12, 2: Sabeis que, quando éreis gentios, concorríeis aos simulacros mudos, conforme
éreis levados. Quanto ao terceiro, diz: para servirdes a Deus, ou seja, prestando a Deus,
e não à criatura, um culto de adoração. Isto é o contrário do dito em Rom. 1, 25:
adoraram e serviram à criatura de preferência ao Criador, etc. Diz vivo para excluir o
culto idolátrico, já que os idólatras adoravam alguns mortos cujas almas diziam ser deificadas, como a de Rômulo e a de Hércules. Deut. 32, 40: Eu vivo eternamente. Igualmente, porque os platônicos acreditavam que certas substâncias separadas eram
deuses por participação, diz verdadeiro, não por participação da natureza divina, mas porque Deus recompensa os que o servem.

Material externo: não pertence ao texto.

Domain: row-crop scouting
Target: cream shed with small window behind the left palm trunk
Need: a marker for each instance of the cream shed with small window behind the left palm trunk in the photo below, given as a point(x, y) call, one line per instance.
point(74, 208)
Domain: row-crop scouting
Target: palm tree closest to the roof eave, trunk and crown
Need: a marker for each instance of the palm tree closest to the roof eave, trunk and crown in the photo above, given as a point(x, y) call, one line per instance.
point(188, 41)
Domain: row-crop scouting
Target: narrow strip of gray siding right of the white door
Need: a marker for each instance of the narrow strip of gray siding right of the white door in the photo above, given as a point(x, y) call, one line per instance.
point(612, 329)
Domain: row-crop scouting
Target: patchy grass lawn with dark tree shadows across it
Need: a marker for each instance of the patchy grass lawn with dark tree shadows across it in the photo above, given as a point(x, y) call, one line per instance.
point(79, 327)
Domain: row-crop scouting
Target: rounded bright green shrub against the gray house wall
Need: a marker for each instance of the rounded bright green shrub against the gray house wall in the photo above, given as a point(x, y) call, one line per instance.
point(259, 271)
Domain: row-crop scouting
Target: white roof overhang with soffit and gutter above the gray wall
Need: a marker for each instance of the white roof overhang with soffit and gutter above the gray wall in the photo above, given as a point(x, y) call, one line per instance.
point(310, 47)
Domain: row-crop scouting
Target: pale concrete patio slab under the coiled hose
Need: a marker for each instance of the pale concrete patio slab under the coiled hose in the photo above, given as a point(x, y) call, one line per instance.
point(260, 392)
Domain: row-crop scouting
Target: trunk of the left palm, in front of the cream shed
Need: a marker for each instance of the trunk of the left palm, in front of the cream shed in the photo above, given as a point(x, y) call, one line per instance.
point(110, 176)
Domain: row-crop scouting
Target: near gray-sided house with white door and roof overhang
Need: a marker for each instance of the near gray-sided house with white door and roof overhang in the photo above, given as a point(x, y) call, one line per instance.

22. Por isso, como sois servos dele, resta-vos esperar a recompensa. Por isso diz: para
esperardes a seu Filho, ou seja, o Filho de Deus, descendo do céu. Luc. 12, 36: Fazei como os homens que esperam o seu senhor quando volta das bodas. Is. 30, 18: ditosos todos os que o esperam. Estes são os que têm os rins cingidos. Há duas coisas, porém,
que esperamos: primeira, a ressurreição, para que assim nos conformemos a Ele. Por isso diz: a quem Ele ressuscitou dos mortos, Jesus. Rom. 8, 11: Ele, que ressuscitou
Jesus Cristo dos mortos, também dará vida aos vossos corpos mortais, etc. Fil. 3, 21: Transformará o nosso corpo de miséria, fazendo-o semelhante ao seu corpo glorioso.
Segunda, a libertação da pena futura reservada aos réprobos.[ 5 ] Mas somos libertos da causa da pena, ou seja, do pecado, por Cristo. Por isso diz: o qual nos livrou da ira que
há de vir. Apoc. 6, 16: Escondei-nos da face daquele que está sentado sobre o trono e da ira do Cordeiro. Ninguém pode livrar-nos desta ira senão Cristo. Mat. 3, 7: Quem vos ensinou a fugir à ira vindoura?